伊予灘以降、南海トラフより揺れていた場所は

1922年以降、今回の震源付近で深さまで類似した位置で発生していた過去の地震9例についてその後2ヶ月以内に起きていた国内M5以上について追跡してみると、ある傾向がみられた。

まず気になる南海トラフに関連する場所で地震は起きていたのだろうか。内陸部まで含めれば南海トラフ関連の震源で2ヶ月以内にM5以上が発生していたのは9事例中6例であった。

1週間以内と直近で記録されていたケースもあった。2012年12月の際には伊予灘から4日後に東海道南方沖でM5.1。1957年11月の時は伊予灘から7日後に三宅島近海M5.4や新島・神津島近海M6.0。

また2016年03月29日の伊予灘M3.3では、その2日後に三重県南東沖でM6.5・震度4を観測した後、半月後の2016年04月14日と16日には震度7を記録する平成30年熊本地震が起きていたのである。

だが、伊予灘における今回の震源付近が揺れたケースでは、南海トラフ以上に地震が起きていたエリアがあった。北海道東部方面で、9事例中全てでその後2ヶ月以内のM5以上が発生していたのだ。

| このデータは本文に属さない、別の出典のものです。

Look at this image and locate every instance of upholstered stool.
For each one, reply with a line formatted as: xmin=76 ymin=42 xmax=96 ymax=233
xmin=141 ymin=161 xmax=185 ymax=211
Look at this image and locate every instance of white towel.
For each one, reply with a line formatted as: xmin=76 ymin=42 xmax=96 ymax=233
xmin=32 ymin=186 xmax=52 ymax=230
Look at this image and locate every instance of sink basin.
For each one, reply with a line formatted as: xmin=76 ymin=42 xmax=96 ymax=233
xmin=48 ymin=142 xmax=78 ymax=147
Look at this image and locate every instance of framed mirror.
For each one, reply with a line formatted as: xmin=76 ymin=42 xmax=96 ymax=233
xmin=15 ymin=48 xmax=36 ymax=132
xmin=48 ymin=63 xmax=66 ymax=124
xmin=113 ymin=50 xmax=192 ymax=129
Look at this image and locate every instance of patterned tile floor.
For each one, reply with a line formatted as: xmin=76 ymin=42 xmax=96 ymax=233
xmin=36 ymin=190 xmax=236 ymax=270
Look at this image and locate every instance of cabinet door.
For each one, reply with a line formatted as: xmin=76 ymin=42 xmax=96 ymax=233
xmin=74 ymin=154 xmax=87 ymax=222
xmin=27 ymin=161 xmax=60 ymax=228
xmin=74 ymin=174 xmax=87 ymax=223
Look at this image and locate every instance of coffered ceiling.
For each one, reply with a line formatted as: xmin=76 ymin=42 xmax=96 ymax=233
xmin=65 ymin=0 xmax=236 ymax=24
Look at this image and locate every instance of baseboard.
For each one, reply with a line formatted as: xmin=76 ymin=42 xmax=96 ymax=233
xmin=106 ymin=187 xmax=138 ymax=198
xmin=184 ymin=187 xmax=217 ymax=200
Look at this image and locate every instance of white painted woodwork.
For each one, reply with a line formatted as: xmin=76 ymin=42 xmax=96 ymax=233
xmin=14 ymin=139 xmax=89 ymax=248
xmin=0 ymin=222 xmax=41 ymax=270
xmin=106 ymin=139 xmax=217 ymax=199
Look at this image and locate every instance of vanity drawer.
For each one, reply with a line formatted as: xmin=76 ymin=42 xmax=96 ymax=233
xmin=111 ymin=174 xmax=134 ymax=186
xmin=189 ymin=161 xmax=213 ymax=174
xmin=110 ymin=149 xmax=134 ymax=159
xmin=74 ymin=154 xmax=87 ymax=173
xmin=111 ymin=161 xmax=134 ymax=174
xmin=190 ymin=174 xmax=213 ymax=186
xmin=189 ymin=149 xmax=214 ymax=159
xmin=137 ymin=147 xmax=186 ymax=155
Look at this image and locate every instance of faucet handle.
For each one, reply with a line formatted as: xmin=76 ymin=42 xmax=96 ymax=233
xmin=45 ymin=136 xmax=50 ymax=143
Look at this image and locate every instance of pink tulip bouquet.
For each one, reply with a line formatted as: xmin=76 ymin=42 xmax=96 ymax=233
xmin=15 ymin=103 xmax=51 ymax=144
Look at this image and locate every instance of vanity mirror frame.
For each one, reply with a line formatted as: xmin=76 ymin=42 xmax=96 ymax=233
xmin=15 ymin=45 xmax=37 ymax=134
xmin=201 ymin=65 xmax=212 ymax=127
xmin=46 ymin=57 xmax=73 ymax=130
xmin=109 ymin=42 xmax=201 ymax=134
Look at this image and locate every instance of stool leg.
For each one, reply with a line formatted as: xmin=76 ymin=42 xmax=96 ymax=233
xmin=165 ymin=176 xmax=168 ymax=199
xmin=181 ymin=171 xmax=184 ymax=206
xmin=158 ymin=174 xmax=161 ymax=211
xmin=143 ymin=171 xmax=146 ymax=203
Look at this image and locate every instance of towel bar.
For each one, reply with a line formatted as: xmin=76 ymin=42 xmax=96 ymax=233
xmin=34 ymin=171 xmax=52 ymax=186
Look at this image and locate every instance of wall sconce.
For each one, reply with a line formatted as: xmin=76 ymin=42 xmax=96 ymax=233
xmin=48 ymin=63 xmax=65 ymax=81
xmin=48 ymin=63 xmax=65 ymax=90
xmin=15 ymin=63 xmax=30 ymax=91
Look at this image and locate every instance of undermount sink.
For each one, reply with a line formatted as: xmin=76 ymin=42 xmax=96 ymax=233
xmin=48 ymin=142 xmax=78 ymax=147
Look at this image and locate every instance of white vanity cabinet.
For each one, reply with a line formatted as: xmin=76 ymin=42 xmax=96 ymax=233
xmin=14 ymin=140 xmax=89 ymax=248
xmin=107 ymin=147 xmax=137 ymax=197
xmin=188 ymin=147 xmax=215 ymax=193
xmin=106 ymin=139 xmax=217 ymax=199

直近で起きていたのは1957年11月の5日後に北海道東方沖M5.4、1988年01月の7日後に択捉島南東沖M5.2程度だが、9事例中全てでM5以上が記録されていただけでなく、そのうち6例ではM6クラス以上という規模の大きな地震に発展していた。

択捉島南東沖ではM6.1やM6.4が、北海道東方沖ではM5.7やM5.9が、他にも上川地方南部M6.1、十勝地方南部M6.5・震度5強など巨大地震が懸念される千島海溝の影響を受けやすい一帯での強い地震が目立っていたのである。
 
※画像は気象庁より。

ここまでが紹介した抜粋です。